Jack Campbell Jr.'s picture
Jack Campbell Jr. from Lawrence, KS is reading American Rust by Phillipp Meyer December 10, 2014 - 10:23am

I went to a lot of write-ins. (I won and then finished the novel a couple of days before Thanksgiving). But we also have write-ins year-round. NaNo has sort of become an every month thing for us, but without the focus on a word count. Write-ins, I can take or leave them. I sit down, plug in my headphones, power on the Alphasmart and just go. I write for pretty much the entire time, unless I am getting up to go to the bathroom or get a drink. My average rate, I've found, is right around 1500 words in an hour. There are several people in my group, though, that spend more of the time being social. Some of them need that interaction in order to be productive.

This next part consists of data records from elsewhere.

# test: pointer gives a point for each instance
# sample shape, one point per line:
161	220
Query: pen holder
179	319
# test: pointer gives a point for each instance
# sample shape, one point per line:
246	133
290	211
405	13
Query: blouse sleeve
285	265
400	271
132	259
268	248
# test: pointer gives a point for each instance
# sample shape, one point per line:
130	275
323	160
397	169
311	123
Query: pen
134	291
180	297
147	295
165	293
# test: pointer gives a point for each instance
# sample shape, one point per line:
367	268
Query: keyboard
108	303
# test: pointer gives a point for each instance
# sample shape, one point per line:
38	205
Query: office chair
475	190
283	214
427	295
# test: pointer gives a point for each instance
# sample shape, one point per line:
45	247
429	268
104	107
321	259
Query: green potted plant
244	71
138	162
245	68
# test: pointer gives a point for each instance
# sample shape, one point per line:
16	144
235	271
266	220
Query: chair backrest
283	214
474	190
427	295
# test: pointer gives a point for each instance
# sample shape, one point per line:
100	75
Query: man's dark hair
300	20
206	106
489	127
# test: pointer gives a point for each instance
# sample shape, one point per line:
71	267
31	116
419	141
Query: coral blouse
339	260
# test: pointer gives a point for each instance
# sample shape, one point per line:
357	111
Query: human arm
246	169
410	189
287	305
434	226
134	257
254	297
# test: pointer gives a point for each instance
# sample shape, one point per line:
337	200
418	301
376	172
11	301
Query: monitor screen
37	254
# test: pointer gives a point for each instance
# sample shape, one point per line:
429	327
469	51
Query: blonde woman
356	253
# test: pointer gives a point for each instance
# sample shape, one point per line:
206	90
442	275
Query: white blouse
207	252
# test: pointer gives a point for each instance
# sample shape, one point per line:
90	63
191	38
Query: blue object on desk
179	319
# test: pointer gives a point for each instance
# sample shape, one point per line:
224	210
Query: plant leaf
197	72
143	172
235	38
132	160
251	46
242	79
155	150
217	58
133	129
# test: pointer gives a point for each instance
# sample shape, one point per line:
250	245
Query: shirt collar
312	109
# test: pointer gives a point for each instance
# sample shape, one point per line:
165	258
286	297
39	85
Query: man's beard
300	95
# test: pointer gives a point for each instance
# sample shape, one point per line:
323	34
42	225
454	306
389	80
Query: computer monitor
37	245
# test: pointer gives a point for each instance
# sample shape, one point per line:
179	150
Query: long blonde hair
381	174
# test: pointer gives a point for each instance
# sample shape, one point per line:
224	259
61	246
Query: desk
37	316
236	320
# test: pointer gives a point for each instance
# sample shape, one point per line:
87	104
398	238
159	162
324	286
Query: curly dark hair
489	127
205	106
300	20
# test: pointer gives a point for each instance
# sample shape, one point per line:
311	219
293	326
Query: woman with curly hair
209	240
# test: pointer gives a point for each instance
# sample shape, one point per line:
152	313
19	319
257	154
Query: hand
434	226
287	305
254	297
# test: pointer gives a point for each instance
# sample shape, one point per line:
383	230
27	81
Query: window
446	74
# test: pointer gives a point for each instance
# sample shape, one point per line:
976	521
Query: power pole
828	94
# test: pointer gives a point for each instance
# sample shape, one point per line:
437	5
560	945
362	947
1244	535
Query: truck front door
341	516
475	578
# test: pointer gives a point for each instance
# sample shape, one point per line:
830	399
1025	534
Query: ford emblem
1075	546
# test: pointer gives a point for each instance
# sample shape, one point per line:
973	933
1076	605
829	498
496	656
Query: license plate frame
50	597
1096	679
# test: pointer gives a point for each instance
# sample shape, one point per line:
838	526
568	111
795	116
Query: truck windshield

One thing about Anna's comment about success. Everyone I've ever met that is involved in NaNo has been very supportive, although I think there is some healthy professional jealousy in operation. One of our locals got a six-book deal with Carina Press of her first NaNo novel. It got a couple of other people to re-write their own work. I sold a bunch of short stories, and that got more of our group to submit. It doesn't always go smoothly,  but I would say that everyone in my group is extremely proud when someone wins or has something published.

We are actually haven't a write-in tomorrow night.

L.W. Flouisa's picture
L.W. Flouisa from Tennessee is reading More Murakami December 10, 2014 - 12:48pm

I want to start trying a nano every month at some point. Do an eighteen thousand word novella, that roughly in the same series as the others.

I don't like November, cause everyone expects you to write.

Hetch Litman's picture
Hetch Litman from Ojai, Ca. is reading Wise Blood by Flannery OConnor December 14, 2014 - 9:04am

My final word count was 77,777 words. I have my first completed novel. I immediately put it in a drawer and will not be looking at it again until Spring. Just need a little space.